Nel 2008, contro l’Inter, Totti fallì in modo coatto il quinto rigore che, se segnato, avrebbe spedito il trofeo a Trigoria. Lo imiterà Tonetto negli ottavi di Champions League, raggio verde del quadriennio giallorosso di Spalletti: l’annata tramonterà con l’1-4 dalla Juve e il 2-4 nel derby, seguiranno le dimissioni del 1. settembre 2009.
La messa è finita. Per altri, come Gian Piero Gasperini, non è mai cominciata. Un anno fa subì la rimonta del Milan, le telecamere lo inquadrarono al triplice fischio, aveva la faccia di chi aveva visto Genova e però si chiedeva come mai non vi fosse rimasto anche come semplice abitante. Fata Morgana.
L’8 agosto 2009, il “Nido d’uccello” di Pechino si trasforma nel regno dell’aquila. Gli attacchi della plurimilionaria Inter rimbalzano contro il muro di gomma di una Lazio casereccia, ma rapace nell’afferrare la sua terza Supercoppa con un rimpallo di Matuzalem e un pallonetto di Rocchi. Biancocelesti unici a sconfiggere i nerazzurri nell’anno del triplete, quel sabato lo “Special” non è José Mourinho, ma Davide Ballardini da Ravenna, forse davvero convinto di sostenere un campionato con Baronio regista.

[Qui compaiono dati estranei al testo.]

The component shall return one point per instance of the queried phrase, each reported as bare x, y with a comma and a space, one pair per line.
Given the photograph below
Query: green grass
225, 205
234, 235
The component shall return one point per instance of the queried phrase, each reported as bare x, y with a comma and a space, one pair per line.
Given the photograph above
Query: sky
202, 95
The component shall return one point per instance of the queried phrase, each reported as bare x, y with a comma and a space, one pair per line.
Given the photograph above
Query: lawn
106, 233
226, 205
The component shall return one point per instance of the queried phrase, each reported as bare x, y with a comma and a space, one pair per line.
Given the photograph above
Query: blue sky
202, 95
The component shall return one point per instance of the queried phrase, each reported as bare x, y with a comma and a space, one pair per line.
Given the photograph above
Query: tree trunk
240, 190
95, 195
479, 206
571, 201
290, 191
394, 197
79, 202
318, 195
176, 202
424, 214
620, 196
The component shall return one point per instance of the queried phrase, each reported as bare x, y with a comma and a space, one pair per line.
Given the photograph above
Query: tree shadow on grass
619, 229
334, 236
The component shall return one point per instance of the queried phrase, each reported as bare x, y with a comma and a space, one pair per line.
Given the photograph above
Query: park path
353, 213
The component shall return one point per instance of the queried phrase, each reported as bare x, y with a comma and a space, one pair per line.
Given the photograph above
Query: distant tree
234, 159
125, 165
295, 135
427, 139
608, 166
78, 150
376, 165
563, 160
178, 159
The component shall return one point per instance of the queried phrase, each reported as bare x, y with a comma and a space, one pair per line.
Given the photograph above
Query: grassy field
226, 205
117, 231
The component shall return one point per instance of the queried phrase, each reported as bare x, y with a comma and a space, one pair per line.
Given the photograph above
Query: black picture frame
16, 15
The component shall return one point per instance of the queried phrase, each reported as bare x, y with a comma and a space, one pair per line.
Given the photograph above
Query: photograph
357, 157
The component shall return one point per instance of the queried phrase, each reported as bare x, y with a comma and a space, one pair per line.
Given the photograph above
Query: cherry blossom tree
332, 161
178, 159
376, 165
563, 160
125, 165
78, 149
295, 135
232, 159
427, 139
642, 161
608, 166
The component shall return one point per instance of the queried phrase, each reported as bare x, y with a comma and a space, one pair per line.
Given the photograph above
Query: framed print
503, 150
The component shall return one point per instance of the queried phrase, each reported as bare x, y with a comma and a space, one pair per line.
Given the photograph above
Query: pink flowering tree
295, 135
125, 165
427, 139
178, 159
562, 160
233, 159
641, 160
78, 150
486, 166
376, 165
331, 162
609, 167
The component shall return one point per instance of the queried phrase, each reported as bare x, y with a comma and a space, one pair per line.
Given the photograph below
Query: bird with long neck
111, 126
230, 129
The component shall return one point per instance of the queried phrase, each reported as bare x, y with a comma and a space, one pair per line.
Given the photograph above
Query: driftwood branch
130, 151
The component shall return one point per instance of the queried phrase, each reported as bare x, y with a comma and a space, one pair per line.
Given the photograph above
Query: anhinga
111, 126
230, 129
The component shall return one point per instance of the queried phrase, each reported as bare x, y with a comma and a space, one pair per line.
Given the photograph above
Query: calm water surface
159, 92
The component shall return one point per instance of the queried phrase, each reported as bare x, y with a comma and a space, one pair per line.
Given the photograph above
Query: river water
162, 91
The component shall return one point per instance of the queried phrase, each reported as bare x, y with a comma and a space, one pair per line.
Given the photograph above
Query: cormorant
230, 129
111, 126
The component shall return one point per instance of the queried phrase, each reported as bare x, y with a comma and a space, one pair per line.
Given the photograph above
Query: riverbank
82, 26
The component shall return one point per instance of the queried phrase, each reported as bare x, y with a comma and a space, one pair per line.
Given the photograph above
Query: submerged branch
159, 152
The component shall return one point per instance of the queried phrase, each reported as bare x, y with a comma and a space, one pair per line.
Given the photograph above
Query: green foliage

Lotito non gli sfoltirà un organico di trentaquattro giocatori, lui andrà nel pallone cambiando modulo anche nella disposizione delle camere durante il ritiro prepartita e a febbraio 2010 sarà esonerato. Tante illusioni, qualche certezza. Luci a san Siro nel 2006, quando l’Inter – detentrice perché l’anno precedente aveva superato la Juventus con gol di Veron nei supplementari – rimontò tre gol a una Roma più capocciona che capoccia, firmando il sorpasso nuovamente nell’extra-time con una punizione di Figo.
Prove di apoteosi per la formazione di Mancini, che vincerà lo scudetto con cinque giornate d’anticipo e il record di punti (97) nei tornei a venti squadre. “Quanto sei bella Roma”. Più che una rivincita, un capolavoro. Di gioco.
Il 19 agosto 2007 De Rossi pennellò il rigore dell’1-0, la squadra offrì una performance di organizzazione collettiva efficiente e spettacolare, esibita anche nei mesi successivi attraverso la conquista del “Bernabeu” in Champions League, la vittoria della coppa Italia e dall’essere giunti a mezz’ora dallo scudetto con Brighi e Giuly alternative principali ai titolari mentre l’Inter, nel frattempo, si permetteva di lasciare in panchina Cambiasso, Figo, Cruz e Crespo.
Una competizione dunque aperitivo per una stagione frizzante. L’importante è non esagerare con le bollicine, pensiero certo non condiviso da Gigi Maifredi, rappresentante di champagne prima che allenatore. Nel ’90 tentò di applicare la filosofia Moët&Chandon alla Juventus, ma i giocatori erano poco abituati e la sbornia fu colossale: 1-5 in casa del Napoli di Maradona.
Addirittura ancor più drammatici i postumi: a maggio, nessun trofeo e bianconeri fuori dalle coppe europee dopo ventotto anni. Ieri si è consumata la rivincita, ma si auspicava uno spettacolo dallo spirito decisamente più olimpico, che avrebbe omaggiato a dovere venticinque anni di storia.
Un traguardo che rimane comunque meritevole del brindisi: cin-cin, Supercoppa Italiana.